Iyonix - Disc Error 20
Jon Abbott (1421) 2651 posts |
I’m seeing “Disc error 20” with the 01-10-17 build of 5.23 when copying files over – I was overwriting !Boot at the time and had three of them. |
Jon Abbott (1421) 2651 posts |
I’d completely forgotten I’d put a 4GB CF in this Iyonix, just realized when I took the lid off. This will be the long running issue of ADFS not fully supporting modern IDE devices, that’s plagued many a machine from Arc’s to RiscPC’s.
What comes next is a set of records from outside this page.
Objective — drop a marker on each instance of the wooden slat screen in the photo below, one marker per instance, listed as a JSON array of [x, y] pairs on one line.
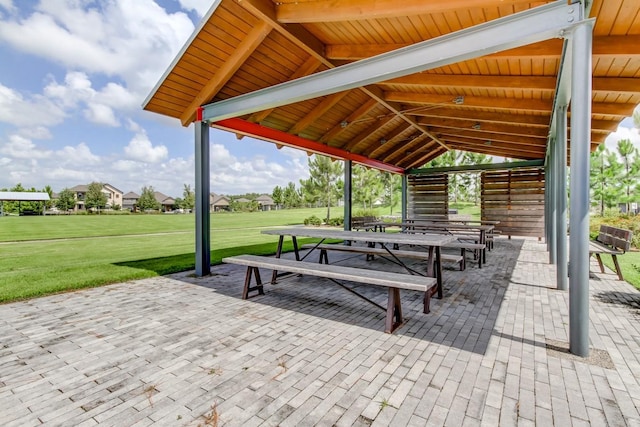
[[516, 199], [427, 195]]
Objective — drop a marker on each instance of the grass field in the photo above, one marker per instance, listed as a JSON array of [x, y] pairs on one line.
[[44, 255]]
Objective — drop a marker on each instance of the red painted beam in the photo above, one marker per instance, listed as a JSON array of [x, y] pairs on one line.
[[283, 138]]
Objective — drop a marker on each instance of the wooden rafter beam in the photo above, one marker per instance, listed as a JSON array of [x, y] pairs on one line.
[[365, 134], [427, 157], [543, 83], [445, 133], [309, 67], [603, 47], [227, 70], [391, 138], [407, 148], [352, 10], [325, 105], [470, 101], [412, 155], [539, 120], [537, 132], [492, 151]]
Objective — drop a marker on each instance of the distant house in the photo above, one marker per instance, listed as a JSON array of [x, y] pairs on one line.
[[266, 202], [166, 203], [218, 203], [114, 196], [130, 201]]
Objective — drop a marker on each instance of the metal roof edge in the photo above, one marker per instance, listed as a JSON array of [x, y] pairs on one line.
[[182, 51]]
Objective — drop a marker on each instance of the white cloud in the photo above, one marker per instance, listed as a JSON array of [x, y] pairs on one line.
[[135, 40], [17, 110], [631, 134], [199, 6], [142, 150]]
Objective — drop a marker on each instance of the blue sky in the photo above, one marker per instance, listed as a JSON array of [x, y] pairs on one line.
[[73, 77]]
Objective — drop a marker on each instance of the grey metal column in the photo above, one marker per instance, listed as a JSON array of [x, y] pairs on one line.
[[405, 186], [552, 177], [579, 212], [203, 226], [348, 167], [561, 197]]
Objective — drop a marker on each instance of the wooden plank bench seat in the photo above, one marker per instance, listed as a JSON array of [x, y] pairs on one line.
[[393, 281], [612, 241], [464, 245], [323, 248]]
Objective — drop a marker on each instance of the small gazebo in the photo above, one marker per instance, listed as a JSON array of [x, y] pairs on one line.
[[392, 85]]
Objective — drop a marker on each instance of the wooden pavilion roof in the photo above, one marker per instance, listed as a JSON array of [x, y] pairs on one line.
[[499, 104]]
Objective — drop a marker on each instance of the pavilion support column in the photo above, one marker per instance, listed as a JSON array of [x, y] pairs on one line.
[[203, 225], [348, 168], [551, 243], [581, 44], [404, 195], [560, 149]]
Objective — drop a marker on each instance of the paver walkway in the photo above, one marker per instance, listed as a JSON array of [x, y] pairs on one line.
[[181, 351]]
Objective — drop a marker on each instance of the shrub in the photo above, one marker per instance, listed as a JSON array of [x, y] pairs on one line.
[[312, 220], [336, 221]]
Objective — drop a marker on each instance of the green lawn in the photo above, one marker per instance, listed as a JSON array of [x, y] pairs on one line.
[[43, 255]]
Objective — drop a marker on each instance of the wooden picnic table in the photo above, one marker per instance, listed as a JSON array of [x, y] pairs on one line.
[[433, 243], [452, 229]]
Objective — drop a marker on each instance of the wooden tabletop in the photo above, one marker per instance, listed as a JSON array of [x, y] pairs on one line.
[[425, 239]]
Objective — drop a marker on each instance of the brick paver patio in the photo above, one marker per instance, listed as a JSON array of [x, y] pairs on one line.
[[180, 351]]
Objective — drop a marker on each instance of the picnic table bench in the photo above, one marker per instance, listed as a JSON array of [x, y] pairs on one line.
[[613, 241], [388, 254], [393, 281]]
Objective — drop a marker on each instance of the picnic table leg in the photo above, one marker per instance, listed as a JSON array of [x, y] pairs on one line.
[[274, 275], [439, 272], [247, 283], [394, 311]]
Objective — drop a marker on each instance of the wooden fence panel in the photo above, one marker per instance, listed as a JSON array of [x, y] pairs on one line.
[[516, 199], [427, 195]]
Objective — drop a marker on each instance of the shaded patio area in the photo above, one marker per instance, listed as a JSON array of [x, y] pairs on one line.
[[182, 350]]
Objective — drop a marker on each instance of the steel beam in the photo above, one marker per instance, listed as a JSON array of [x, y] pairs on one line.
[[579, 212], [532, 25], [561, 197], [203, 225], [348, 167]]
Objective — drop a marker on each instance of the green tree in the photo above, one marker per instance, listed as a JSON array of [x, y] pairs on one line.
[[95, 198], [291, 196], [189, 198], [147, 200], [472, 181], [324, 175], [598, 177], [367, 185], [66, 200], [48, 203], [630, 173], [392, 184], [277, 196]]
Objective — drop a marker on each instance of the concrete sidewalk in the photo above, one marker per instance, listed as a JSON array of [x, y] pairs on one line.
[[180, 351]]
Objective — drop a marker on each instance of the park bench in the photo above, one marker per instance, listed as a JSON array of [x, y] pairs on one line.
[[370, 252], [392, 281], [613, 241], [362, 222]]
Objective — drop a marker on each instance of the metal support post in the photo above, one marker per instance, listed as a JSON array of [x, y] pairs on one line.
[[405, 186], [552, 177], [561, 197], [348, 168], [579, 211], [203, 226]]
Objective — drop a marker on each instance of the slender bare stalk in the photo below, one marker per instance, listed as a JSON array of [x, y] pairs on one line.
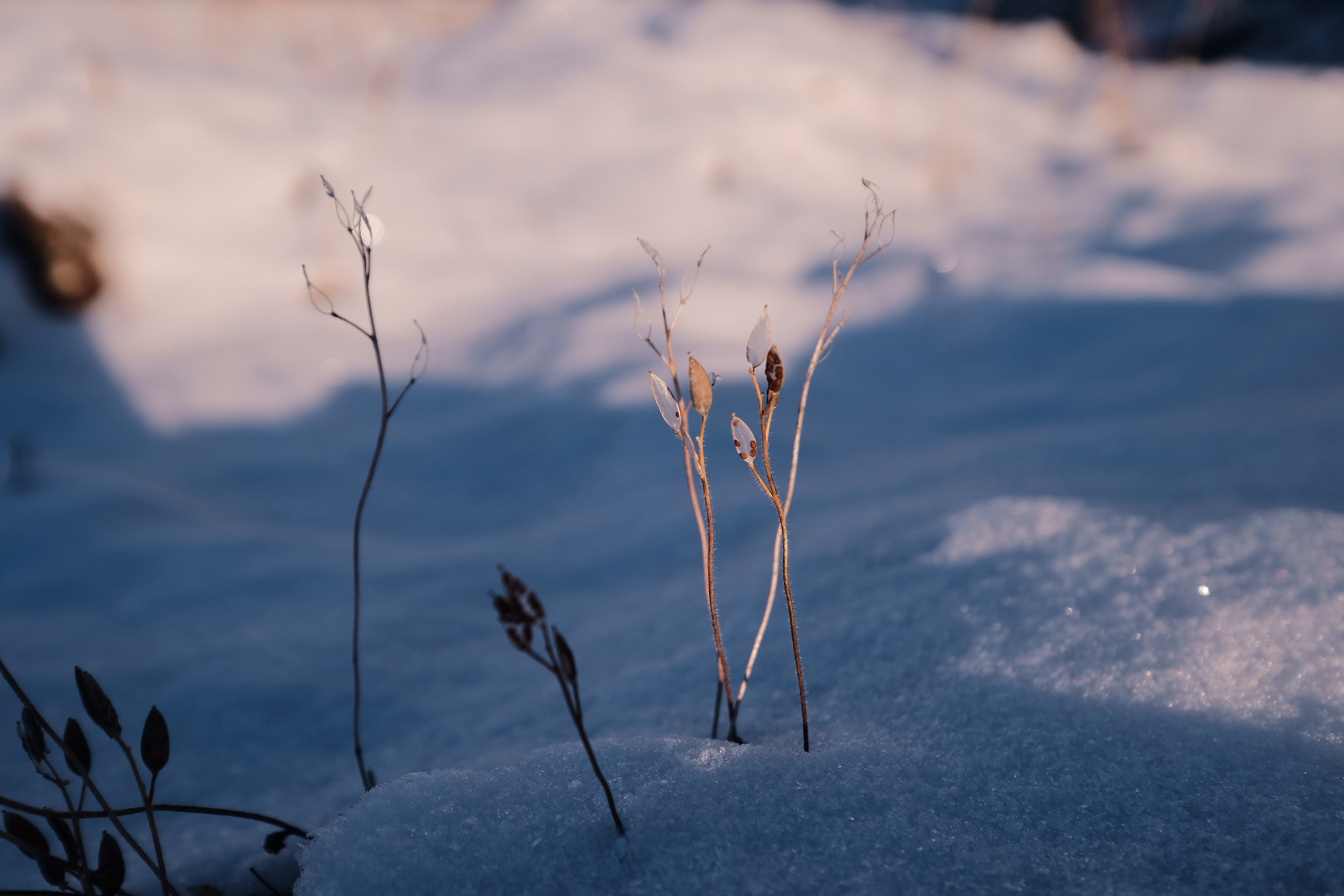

Retrying the write works, so it’s probably something like the drive saying “my buffer is full, stop sending data” which is being reporting as an unknown command response by ADFS. EDIT: Looks like it might be a DRQ timeout issue, changing the timeout from 700 to 65536 appears to have resolved the problem – for this drive at least. |
Jon Abbott (1421) 2651 posts |
Out of curiosity, I’ve done some testing on a RiscPC with RO3.71 using CompactFlash cards I have to hand that do not work with RISCOS. With the original 700uS timeout, near enough every write results in “Disc Error 20” or a corrupt free space map. Increasing the timeout I’ve successfully written several GB to each card without error. This poses two questions:
|
Jeffrey Lee (213) 6048 posts |
Nice work on tracking this down! I’ve seen this error (or something like it) on my RiscPC when using a CF card, but mostly ignored it since it only seemed to affect large FS operations.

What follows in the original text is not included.